Updated: Apr 23, 2021
Before you start buying a ton of vinyl for your new Cricut or Silhouette machine, it pays (or really saves you money) to know what vinyl is what. This post will just cover basics to give you an idea of what to buy based on the types of projects you want to complete!
Heat Transfer Vinyl
First, the terms: Heat transfer vinyl, HTV, iron-on. These are all the same and used interchangeably in the Cricut crafting community. This is the stuff you'll need an iron, Easy Press, or heat press to adhere to the product. Heat transfer vinyl is most commonly used to make apparel--this is what you'll use to make custom t-shirts. You can also heat transfer to materials that aren't cloth, but that's a little advanced for the purpose of this post.
HTV is vinyl that's attached to a shiny piece of plastic, your transfer sheet. You'll be mirroring your image and placing the shiny piece down when you cut it. The shiny piece will be between the actual vinyl and the heat source (that's your iron, easy press, or heat press) during application. It can also be layered (about 3 layers) to make multicolor images, but any special HTV like glitter, holographic, or flocked has to be the top layer.
I honestly don't have a brand preference on HTV; everything I've tried works well as long as you follow manufacturer instructions for cut pressure and heat.
Permanent vinyl is the vinyl you'll use if you're looking to apply vinyl that will not be removed. It is also sometimes referred to as 651. Popular brands include Oracal 651 and Starcraft HD. (Starcraft HD is my personal favorite.) I've noticed a lot of crafters dislike the Cricut brand permanent vinyl, but I mostly don't purchase it because Starcraft is cheaper and works.
Permanent vinyl is used on drinkware, car decals, signs, and anything else you won't be removing. It can be layered as well to create images with multiple colors. Again, glitter vinyl has to go on top.
Permanent vinyl is not mirrored and cut with the vinyl side up. It is usually on a white backing sheet, kind of like what stickers are on. It is transferred to your piece by applying transfer tape after weeding to the vinyl, detaching the white backing sheet, applying vinyl to the piece, and removing the transfer tape. I'll cover transfer tape next.
Transfer tape is the way to move vinyl (with the exception of HTV) from your mat to your project. From Cricut it comes in different grips, but some people use alternatives such as contact paper for this.
Standard grip transfer tape will work for most things. Strong grip is exclusively for things like glitter vinyl that need the extra grip to transfer. Do not use strong grip on regular vinyls, you won't be able to peel it back off to leave your vinyl on the project.
Stencil vinyl is a type of removable vinyl that works great for projects like etching glass (see my tutorial on that here) and making stencils for paint.

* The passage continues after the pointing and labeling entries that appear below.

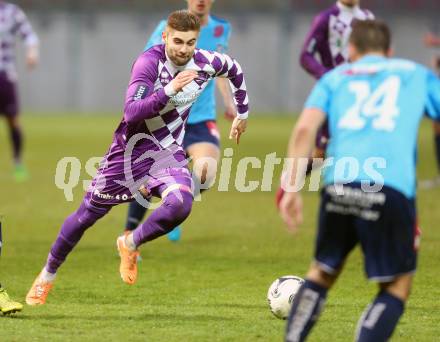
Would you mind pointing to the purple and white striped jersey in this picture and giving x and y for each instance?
(13, 22)
(328, 38)
(149, 110)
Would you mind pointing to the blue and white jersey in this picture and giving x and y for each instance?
(213, 37)
(374, 107)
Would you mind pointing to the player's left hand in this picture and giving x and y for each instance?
(237, 129)
(291, 210)
(230, 111)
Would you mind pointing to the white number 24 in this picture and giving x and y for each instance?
(381, 104)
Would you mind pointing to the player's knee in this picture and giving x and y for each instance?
(399, 287)
(320, 276)
(180, 204)
(206, 177)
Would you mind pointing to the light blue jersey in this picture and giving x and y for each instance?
(213, 37)
(374, 108)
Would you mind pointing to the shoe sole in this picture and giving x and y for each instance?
(11, 312)
(122, 278)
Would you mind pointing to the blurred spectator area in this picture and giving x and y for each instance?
(88, 47)
(223, 5)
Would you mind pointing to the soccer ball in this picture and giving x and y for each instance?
(281, 294)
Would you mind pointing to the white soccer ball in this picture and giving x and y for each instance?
(281, 294)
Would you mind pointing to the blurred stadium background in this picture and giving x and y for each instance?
(87, 47)
(211, 287)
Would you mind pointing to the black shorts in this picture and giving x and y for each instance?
(200, 132)
(384, 223)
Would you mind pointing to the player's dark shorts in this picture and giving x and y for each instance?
(322, 137)
(384, 223)
(8, 96)
(200, 132)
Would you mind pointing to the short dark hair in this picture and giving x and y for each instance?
(370, 35)
(183, 21)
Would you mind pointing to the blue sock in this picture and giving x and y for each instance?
(306, 309)
(437, 150)
(135, 215)
(380, 318)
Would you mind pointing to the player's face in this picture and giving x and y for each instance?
(200, 7)
(180, 45)
(349, 3)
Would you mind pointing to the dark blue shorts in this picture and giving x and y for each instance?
(384, 223)
(322, 137)
(200, 132)
(8, 96)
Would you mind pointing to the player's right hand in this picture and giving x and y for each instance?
(182, 79)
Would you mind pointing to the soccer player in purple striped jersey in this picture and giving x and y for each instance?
(325, 48)
(146, 155)
(13, 22)
(328, 39)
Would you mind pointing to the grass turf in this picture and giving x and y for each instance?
(210, 286)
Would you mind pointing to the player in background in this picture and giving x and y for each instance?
(374, 107)
(432, 40)
(13, 22)
(324, 48)
(202, 137)
(7, 305)
(146, 155)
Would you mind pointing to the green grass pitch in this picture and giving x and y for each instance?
(210, 287)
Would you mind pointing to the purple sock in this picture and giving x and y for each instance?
(173, 211)
(71, 232)
(17, 143)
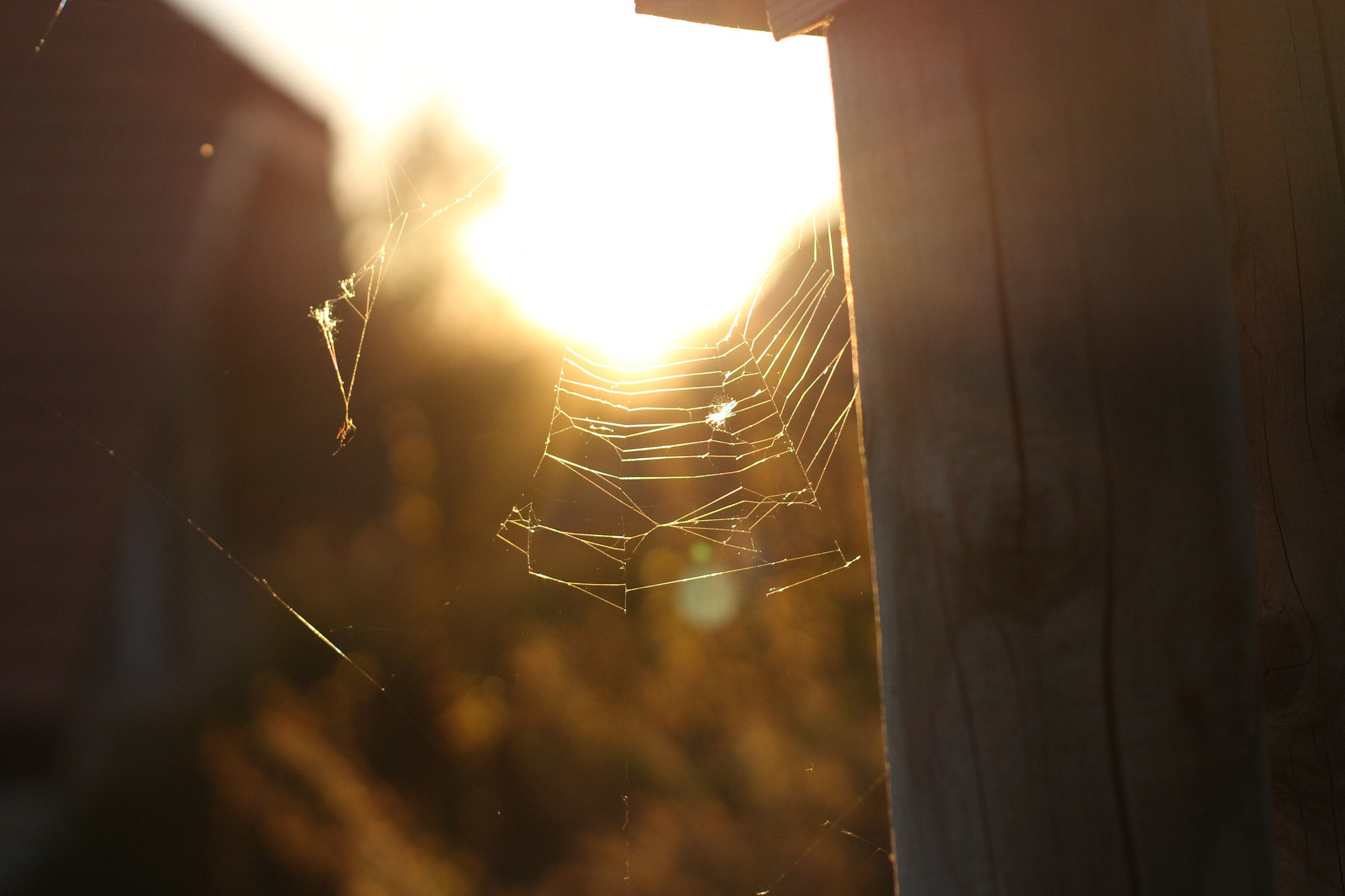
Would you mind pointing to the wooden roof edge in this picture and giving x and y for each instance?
(782, 18)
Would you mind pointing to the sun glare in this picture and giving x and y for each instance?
(653, 167)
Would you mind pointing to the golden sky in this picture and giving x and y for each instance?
(651, 169)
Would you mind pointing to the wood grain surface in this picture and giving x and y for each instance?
(1055, 446)
(1281, 74)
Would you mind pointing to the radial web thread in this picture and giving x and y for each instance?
(704, 467)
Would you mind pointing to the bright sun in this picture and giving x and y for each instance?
(653, 167)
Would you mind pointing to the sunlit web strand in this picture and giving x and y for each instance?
(670, 448)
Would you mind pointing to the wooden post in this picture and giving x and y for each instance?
(1281, 78)
(1055, 446)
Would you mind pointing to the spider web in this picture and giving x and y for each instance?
(359, 292)
(701, 471)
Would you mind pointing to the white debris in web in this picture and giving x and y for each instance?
(359, 292)
(701, 469)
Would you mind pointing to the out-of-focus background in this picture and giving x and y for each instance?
(179, 186)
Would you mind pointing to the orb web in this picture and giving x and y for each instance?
(705, 467)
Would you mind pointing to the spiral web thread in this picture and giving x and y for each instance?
(711, 458)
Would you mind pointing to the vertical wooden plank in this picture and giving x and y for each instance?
(1055, 446)
(1281, 78)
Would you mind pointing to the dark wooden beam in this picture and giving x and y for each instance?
(783, 18)
(1055, 446)
(1281, 78)
(731, 14)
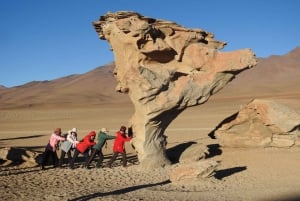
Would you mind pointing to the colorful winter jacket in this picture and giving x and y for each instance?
(70, 142)
(54, 140)
(102, 137)
(87, 142)
(120, 142)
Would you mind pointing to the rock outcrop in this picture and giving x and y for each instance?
(165, 68)
(261, 123)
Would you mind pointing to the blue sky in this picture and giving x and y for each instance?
(48, 39)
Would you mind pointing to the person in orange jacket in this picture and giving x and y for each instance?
(83, 147)
(119, 146)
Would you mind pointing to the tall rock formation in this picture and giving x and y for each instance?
(165, 68)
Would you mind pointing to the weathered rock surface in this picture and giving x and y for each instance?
(165, 68)
(261, 123)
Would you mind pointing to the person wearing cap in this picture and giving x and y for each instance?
(68, 145)
(83, 147)
(50, 150)
(119, 146)
(97, 148)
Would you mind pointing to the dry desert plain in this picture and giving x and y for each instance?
(253, 174)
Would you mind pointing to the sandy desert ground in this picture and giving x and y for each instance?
(243, 174)
(265, 174)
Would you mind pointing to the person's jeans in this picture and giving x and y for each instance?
(93, 155)
(62, 156)
(75, 156)
(114, 157)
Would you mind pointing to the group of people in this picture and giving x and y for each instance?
(89, 147)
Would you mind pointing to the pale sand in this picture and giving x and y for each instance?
(244, 174)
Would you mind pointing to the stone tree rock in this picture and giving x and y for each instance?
(165, 68)
(261, 123)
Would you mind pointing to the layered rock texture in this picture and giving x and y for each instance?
(165, 68)
(261, 123)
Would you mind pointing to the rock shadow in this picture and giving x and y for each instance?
(213, 150)
(220, 174)
(118, 192)
(175, 152)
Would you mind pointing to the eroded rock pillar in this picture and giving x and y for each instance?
(165, 68)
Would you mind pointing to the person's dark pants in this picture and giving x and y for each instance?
(47, 154)
(114, 157)
(75, 156)
(62, 157)
(93, 155)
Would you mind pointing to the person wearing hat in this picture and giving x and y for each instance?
(50, 150)
(97, 148)
(68, 145)
(83, 147)
(119, 147)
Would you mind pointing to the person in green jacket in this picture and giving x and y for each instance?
(97, 148)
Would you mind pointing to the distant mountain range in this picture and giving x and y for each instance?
(274, 75)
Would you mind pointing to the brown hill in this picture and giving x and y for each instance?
(273, 76)
(94, 87)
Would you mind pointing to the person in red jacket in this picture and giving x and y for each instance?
(119, 147)
(83, 147)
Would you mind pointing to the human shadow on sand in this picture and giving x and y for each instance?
(22, 138)
(120, 191)
(220, 174)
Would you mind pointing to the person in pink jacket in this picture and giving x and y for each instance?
(83, 147)
(119, 147)
(50, 150)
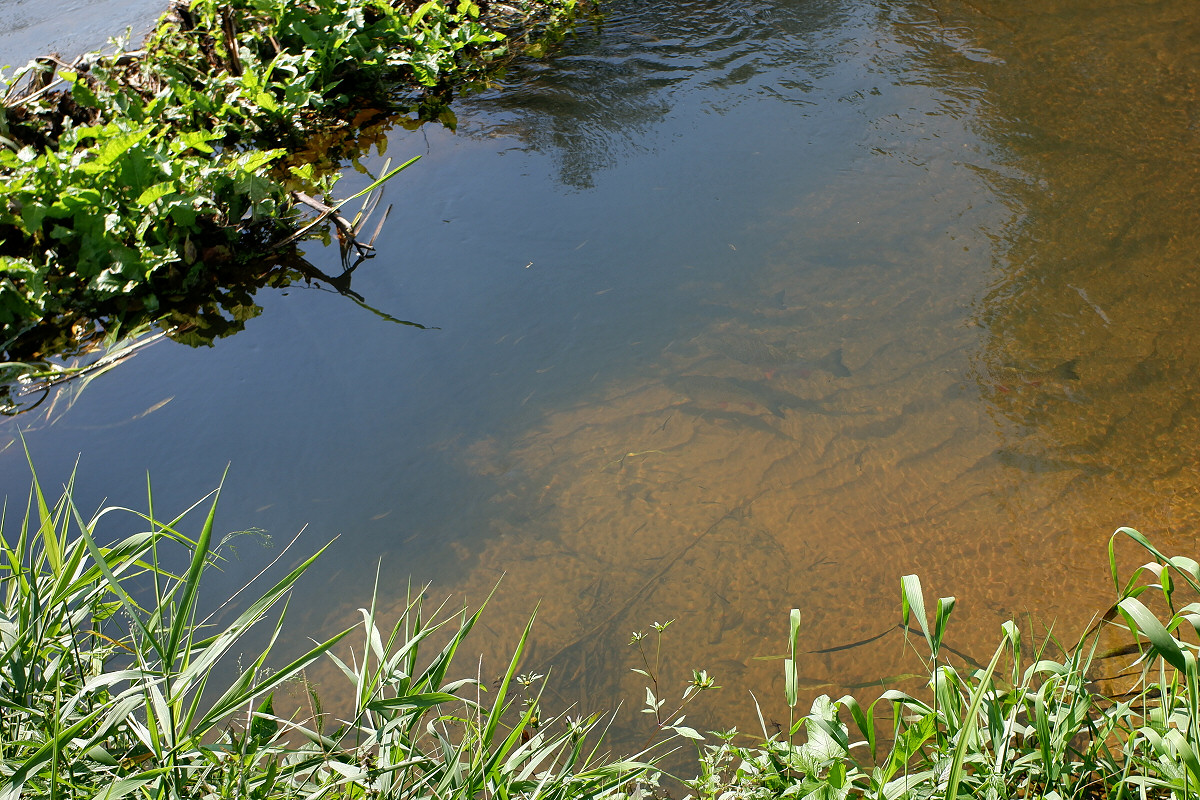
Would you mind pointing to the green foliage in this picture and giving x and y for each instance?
(107, 685)
(1018, 727)
(129, 180)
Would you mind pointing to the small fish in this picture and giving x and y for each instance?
(721, 392)
(1039, 464)
(1067, 371)
(749, 421)
(757, 352)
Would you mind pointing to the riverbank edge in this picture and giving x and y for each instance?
(138, 184)
(109, 696)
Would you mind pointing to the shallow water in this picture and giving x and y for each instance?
(738, 307)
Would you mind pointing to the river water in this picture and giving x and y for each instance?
(732, 308)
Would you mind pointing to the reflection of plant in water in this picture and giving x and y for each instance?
(165, 186)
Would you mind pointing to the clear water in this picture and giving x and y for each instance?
(737, 307)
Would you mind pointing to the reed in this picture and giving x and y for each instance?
(107, 689)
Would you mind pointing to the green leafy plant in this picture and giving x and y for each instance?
(107, 684)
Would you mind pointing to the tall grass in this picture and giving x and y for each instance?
(1025, 725)
(107, 689)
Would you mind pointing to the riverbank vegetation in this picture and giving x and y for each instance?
(165, 185)
(111, 656)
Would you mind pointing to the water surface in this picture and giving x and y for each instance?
(736, 307)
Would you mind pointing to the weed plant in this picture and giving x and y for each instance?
(107, 689)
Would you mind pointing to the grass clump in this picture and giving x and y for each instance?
(132, 182)
(1026, 725)
(108, 690)
(107, 686)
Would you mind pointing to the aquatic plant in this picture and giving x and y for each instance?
(1021, 726)
(132, 182)
(108, 687)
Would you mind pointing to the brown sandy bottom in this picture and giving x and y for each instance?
(977, 386)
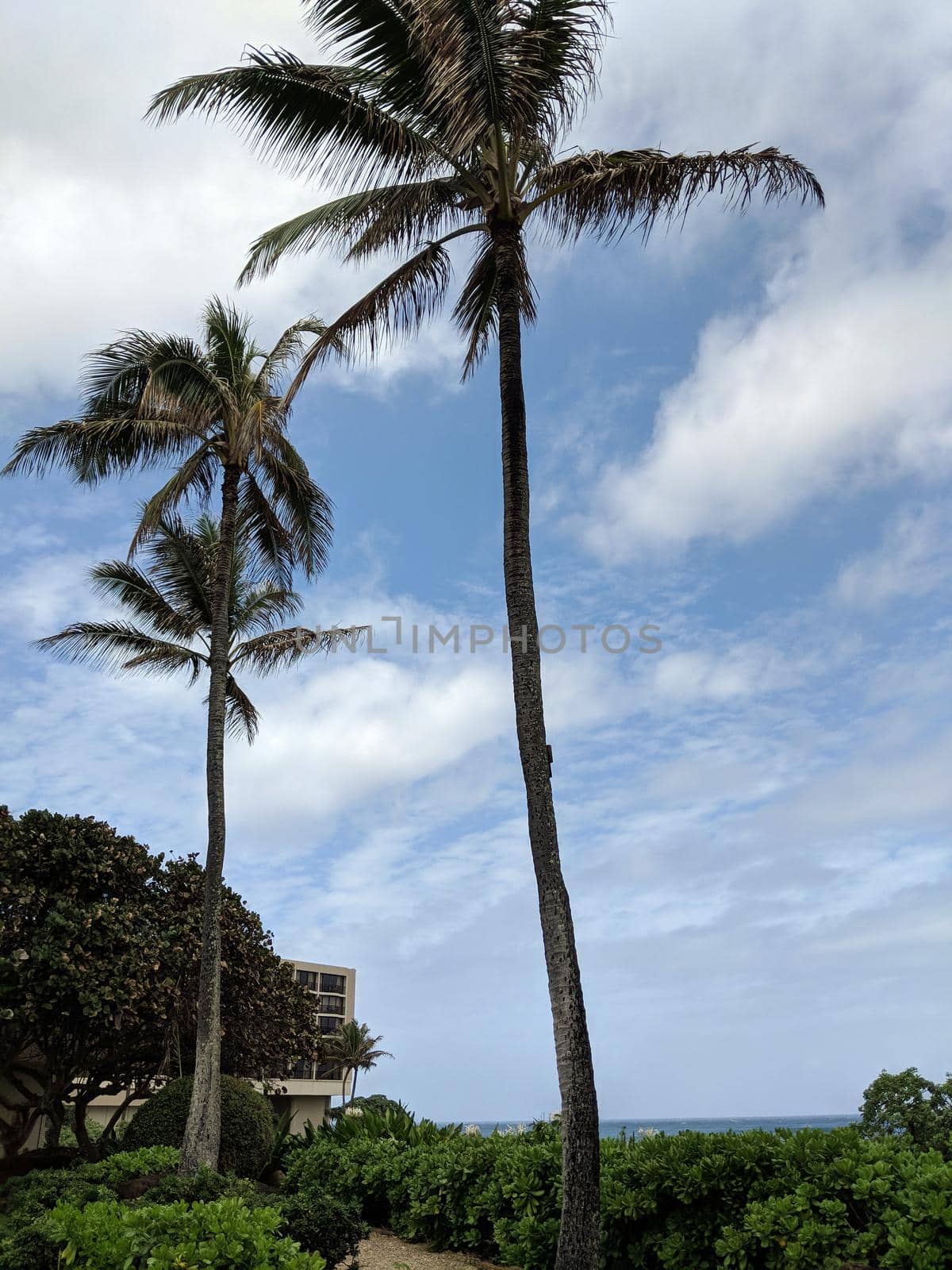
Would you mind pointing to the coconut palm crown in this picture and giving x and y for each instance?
(444, 120)
(215, 412)
(355, 1049)
(171, 606)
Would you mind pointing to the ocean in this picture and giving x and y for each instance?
(712, 1124)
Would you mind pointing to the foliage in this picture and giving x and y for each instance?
(455, 117)
(907, 1103)
(324, 1225)
(99, 958)
(27, 1202)
(247, 1124)
(79, 984)
(353, 1049)
(169, 616)
(395, 1123)
(708, 1202)
(376, 1103)
(222, 1235)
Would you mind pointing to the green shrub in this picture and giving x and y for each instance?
(247, 1124)
(758, 1200)
(29, 1248)
(201, 1187)
(393, 1122)
(324, 1225)
(29, 1200)
(222, 1235)
(378, 1103)
(907, 1103)
(126, 1165)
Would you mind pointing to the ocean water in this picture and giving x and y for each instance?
(721, 1124)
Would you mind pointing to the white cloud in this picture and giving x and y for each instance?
(913, 560)
(838, 379)
(843, 383)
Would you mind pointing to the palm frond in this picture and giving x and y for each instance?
(289, 349)
(393, 217)
(260, 609)
(145, 376)
(476, 315)
(609, 194)
(304, 508)
(194, 482)
(378, 36)
(277, 651)
(228, 349)
(470, 84)
(122, 649)
(321, 122)
(93, 450)
(270, 543)
(240, 715)
(559, 46)
(182, 564)
(395, 309)
(130, 587)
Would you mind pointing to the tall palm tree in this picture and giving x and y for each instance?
(171, 605)
(442, 120)
(355, 1049)
(213, 410)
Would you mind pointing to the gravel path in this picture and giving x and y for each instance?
(385, 1251)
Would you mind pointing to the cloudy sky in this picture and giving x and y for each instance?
(740, 433)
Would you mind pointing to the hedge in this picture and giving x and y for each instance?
(695, 1202)
(247, 1124)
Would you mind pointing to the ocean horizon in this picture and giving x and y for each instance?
(647, 1127)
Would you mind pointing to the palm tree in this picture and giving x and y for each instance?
(444, 120)
(216, 412)
(171, 601)
(355, 1049)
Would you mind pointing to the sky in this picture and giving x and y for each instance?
(740, 433)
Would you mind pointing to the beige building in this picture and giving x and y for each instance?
(308, 1092)
(311, 1086)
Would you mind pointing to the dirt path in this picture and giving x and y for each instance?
(385, 1251)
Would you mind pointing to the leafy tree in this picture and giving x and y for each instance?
(213, 410)
(907, 1103)
(173, 602)
(101, 949)
(446, 118)
(355, 1049)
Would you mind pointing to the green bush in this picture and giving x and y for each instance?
(378, 1103)
(393, 1122)
(126, 1165)
(222, 1235)
(27, 1202)
(321, 1223)
(247, 1124)
(758, 1200)
(202, 1187)
(907, 1103)
(29, 1248)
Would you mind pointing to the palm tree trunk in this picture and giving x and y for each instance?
(203, 1128)
(579, 1232)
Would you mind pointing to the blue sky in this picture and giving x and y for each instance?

The Cricut brand stencil vinyl is what I primarily use, but there is also a cheaper option in Oracal 831. I admit I'm partial to Cricut's stencil vinyl because it has a grid on it which makes it easier for me to determine if I'm applying it straight.
Stencil vinyl has a sticker backing like permanent vinyl and is cut with the stencil vinyl up and typically without mirror, unless you're etching the underside or back of something.
I'll be honest, I don't use removable vinyl really, but this is the type of vinyl that you can actually expect to be able to remove without damaging the item it's stuck to. It's also sometimes labeled 631, and it's commonly used to make window decals/clings. Removable vinyl also has the sticker backing sheet like permanent and stencil vinyl and cuts vinyl up. It sticks pretty well but isn't meant to be outside or things that are handled a lot as it will, of course, come off.